"Between the Eras Tour, her engagement to the football star Travis Kelce, and now two original albums in less than eighteen months, Taylor Swift has become "freakishly omnipresent in the cultural consciousness: a grinning lodestar in Louboutin boots," the music critic Amanda Petrusich writes today in her review of "The Life of a Showgirl." And yet, even amid all this crazy success, the singer has stuck to her underdog mentality. On her latest album, she sings about the struggles of being famous, adopting a tone that's, at times, more vengeful than tender, Petrusich writes, to mixed results. "Sometimes it works; often it doesn't.""
"I'm liking it so far, but I'm not really seeing that much of a connection to the showgirl theme! It's kind of hilarious how she spends so much time crafting and pushing forward a particular aesthetic for each album (like the whole seventies thing she did for "Midnights") and then the music doesn't match at all. It would be actively strange to watch her perform some of these songs wearing, like, a sequinned headdress."
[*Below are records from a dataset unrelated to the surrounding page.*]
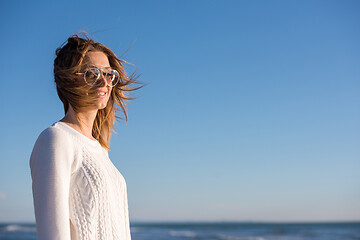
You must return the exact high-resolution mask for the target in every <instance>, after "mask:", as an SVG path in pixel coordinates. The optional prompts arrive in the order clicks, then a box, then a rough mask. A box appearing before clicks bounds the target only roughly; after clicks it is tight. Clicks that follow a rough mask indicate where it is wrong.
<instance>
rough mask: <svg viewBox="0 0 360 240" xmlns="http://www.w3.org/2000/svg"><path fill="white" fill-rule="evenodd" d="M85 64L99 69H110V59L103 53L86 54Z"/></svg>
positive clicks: (91, 52) (95, 52)
mask: <svg viewBox="0 0 360 240" xmlns="http://www.w3.org/2000/svg"><path fill="white" fill-rule="evenodd" d="M85 63H86V65H88V66H94V67H99V68H106V67H110V63H109V59H108V57H107V56H106V55H105V53H103V52H88V53H87V54H86V58H85Z"/></svg>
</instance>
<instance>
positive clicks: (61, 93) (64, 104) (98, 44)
mask: <svg viewBox="0 0 360 240" xmlns="http://www.w3.org/2000/svg"><path fill="white" fill-rule="evenodd" d="M65 43H66V44H65ZM65 43H64V44H63V45H62V46H61V47H60V48H58V49H57V50H56V58H55V61H54V77H55V83H56V90H57V93H58V96H59V98H60V100H61V101H62V103H63V104H64V110H65V114H66V112H67V111H68V109H69V104H70V105H71V107H72V108H73V109H74V111H75V112H80V111H82V110H83V109H89V107H94V106H95V102H96V99H97V96H96V89H94V88H91V87H89V86H88V85H86V83H85V81H84V80H83V77H82V76H81V75H80V76H79V75H77V74H76V73H81V72H84V71H85V69H86V67H87V66H86V57H87V56H86V54H87V53H88V52H103V53H104V54H105V55H106V56H107V57H108V60H109V63H110V67H111V68H113V69H115V70H117V71H118V72H119V74H120V81H119V83H118V84H116V85H115V86H114V87H113V88H112V91H111V94H110V98H109V102H108V104H107V106H106V107H105V108H104V109H100V110H98V112H97V115H96V118H95V121H94V125H93V129H92V135H93V137H94V138H95V139H97V140H98V141H99V143H100V144H101V146H102V147H104V148H106V149H109V145H110V137H111V132H112V131H113V128H114V119H115V118H120V117H118V116H116V112H117V111H118V110H120V109H121V111H122V112H123V114H124V116H125V119H126V121H127V120H128V117H127V108H126V102H127V101H128V100H131V99H132V98H130V97H128V96H127V94H126V92H128V91H132V90H136V89H138V88H140V87H141V86H139V87H132V86H130V85H132V84H139V83H138V82H137V81H136V76H135V75H134V74H132V75H131V76H127V75H126V72H125V70H124V66H123V64H124V63H127V62H125V61H123V60H121V59H119V58H117V57H116V55H115V54H114V53H113V52H112V51H111V50H110V49H109V48H107V47H106V46H104V45H103V44H101V43H98V42H95V41H94V40H92V39H89V38H88V37H87V36H86V35H85V36H84V38H82V37H80V36H78V35H73V36H71V37H69V38H68V39H67V42H65Z"/></svg>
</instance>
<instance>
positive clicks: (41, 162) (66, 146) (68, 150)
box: [30, 123, 76, 166]
mask: <svg viewBox="0 0 360 240" xmlns="http://www.w3.org/2000/svg"><path fill="white" fill-rule="evenodd" d="M74 143H75V141H74V139H73V138H72V137H71V135H69V134H68V133H67V132H66V131H64V130H63V129H61V128H59V127H58V126H57V124H56V123H55V124H53V125H52V126H50V127H48V128H46V129H45V130H44V131H42V132H41V133H40V135H39V137H38V139H37V140H36V142H35V145H34V148H33V150H32V153H31V157H30V166H38V165H58V163H61V164H65V165H67V166H71V164H72V162H73V161H74V158H75V155H76V145H75V144H74Z"/></svg>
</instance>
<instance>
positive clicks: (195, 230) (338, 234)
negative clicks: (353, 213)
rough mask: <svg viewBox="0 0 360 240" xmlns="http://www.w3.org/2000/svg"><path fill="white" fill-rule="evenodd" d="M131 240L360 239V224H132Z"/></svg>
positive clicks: (310, 239)
mask: <svg viewBox="0 0 360 240" xmlns="http://www.w3.org/2000/svg"><path fill="white" fill-rule="evenodd" d="M131 236H132V240H190V239H198V240H356V239H358V240H360V222H359V223H302V224H301V223H287V224H285V223H132V224H131ZM0 240H36V227H35V224H20V223H19V224H15V223H8V224H4V223H3V224H0Z"/></svg>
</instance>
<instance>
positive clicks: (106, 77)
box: [76, 67, 120, 87]
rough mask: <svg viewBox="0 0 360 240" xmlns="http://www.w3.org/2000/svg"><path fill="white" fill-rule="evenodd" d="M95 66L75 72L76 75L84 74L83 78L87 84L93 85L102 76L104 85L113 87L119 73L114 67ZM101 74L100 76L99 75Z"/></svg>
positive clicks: (99, 75)
mask: <svg viewBox="0 0 360 240" xmlns="http://www.w3.org/2000/svg"><path fill="white" fill-rule="evenodd" d="M101 69H102V68H96V67H92V68H89V69H88V70H86V71H85V72H84V73H76V74H78V75H84V80H85V82H86V84H87V85H90V86H94V85H96V84H99V83H100V82H101V78H103V79H104V80H105V82H106V85H108V86H109V87H114V86H115V85H116V84H117V83H118V82H119V80H120V75H119V73H118V72H117V71H116V70H115V69H111V68H104V69H103V70H101ZM101 76H102V77H101Z"/></svg>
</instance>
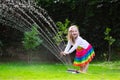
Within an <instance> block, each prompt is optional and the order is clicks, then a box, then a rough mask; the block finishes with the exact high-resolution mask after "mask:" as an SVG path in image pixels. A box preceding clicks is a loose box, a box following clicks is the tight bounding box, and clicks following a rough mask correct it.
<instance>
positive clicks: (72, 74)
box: [0, 61, 120, 80]
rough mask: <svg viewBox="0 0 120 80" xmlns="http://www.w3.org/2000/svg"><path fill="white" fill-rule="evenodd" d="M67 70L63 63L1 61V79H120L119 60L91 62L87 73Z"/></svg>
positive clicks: (63, 79) (91, 79) (2, 79)
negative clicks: (76, 71) (79, 73)
mask: <svg viewBox="0 0 120 80" xmlns="http://www.w3.org/2000/svg"><path fill="white" fill-rule="evenodd" d="M74 68H76V69H78V68H77V67H74ZM66 70H67V67H66V66H65V65H63V64H53V63H52V64H50V63H31V64H27V63H23V62H14V63H13V62H11V63H0V80H120V62H118V61H117V62H109V63H108V62H97V63H91V64H90V65H89V69H88V72H87V73H86V74H82V73H80V74H73V73H69V72H67V71H66Z"/></svg>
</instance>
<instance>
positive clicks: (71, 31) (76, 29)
mask: <svg viewBox="0 0 120 80" xmlns="http://www.w3.org/2000/svg"><path fill="white" fill-rule="evenodd" d="M71 35H72V36H73V37H74V38H77V36H78V35H79V32H78V29H77V28H76V27H73V28H72V30H71Z"/></svg>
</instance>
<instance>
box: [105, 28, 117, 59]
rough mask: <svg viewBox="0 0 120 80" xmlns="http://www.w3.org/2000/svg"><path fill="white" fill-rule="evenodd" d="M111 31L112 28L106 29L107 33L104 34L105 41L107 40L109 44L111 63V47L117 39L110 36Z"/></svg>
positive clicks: (106, 28) (109, 55)
mask: <svg viewBox="0 0 120 80" xmlns="http://www.w3.org/2000/svg"><path fill="white" fill-rule="evenodd" d="M110 31H111V28H108V27H107V28H106V30H105V32H104V34H105V38H104V39H105V40H107V42H108V59H107V60H108V61H110V59H111V46H112V44H113V43H114V42H115V39H114V38H113V37H112V36H110Z"/></svg>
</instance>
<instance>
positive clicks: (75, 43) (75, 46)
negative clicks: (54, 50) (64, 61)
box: [64, 36, 95, 66]
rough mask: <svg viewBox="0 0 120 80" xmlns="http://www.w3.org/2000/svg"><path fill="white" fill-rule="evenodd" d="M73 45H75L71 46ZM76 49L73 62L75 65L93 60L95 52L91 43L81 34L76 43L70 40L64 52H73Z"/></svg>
mask: <svg viewBox="0 0 120 80" xmlns="http://www.w3.org/2000/svg"><path fill="white" fill-rule="evenodd" d="M72 45H73V47H71V46H72ZM74 50H76V55H75V59H74V62H73V65H74V66H85V65H86V64H87V63H89V62H91V61H92V59H93V58H94V56H95V52H94V50H93V47H92V46H91V44H89V43H88V42H87V41H86V40H84V39H83V38H82V37H80V36H78V37H77V38H76V40H75V44H73V43H72V42H70V41H68V44H67V46H66V48H65V51H64V52H68V53H72V52H73V51H74Z"/></svg>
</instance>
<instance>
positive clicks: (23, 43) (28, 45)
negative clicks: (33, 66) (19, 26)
mask: <svg viewBox="0 0 120 80" xmlns="http://www.w3.org/2000/svg"><path fill="white" fill-rule="evenodd" d="M22 43H23V45H24V47H25V49H26V50H31V51H32V50H33V49H35V48H36V47H37V46H39V45H40V44H41V43H42V40H41V38H40V36H39V32H38V30H37V27H36V25H33V26H32V28H31V31H27V32H25V33H24V38H23V41H22ZM31 56H32V53H29V54H28V62H30V58H31Z"/></svg>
Taylor Swift remains omnipresent through touring, a high-profile engagement, and rapid album output. The Life of a Showgirl centers on the difficulties of fame, often switching between vindictive and tender tones. The album delivers mixed outcomes: some tracks land, while others feel awkward or incongruent with the marketed showgirl aesthetic. Marketing and visual presentation are highly deliberate, but the music does not always align with that imagery. The Tortured Poets Department appears more attuned to the onstage/offstage cognitive disconnect. Early reactions note a loose connection between the album's look and its sonic content.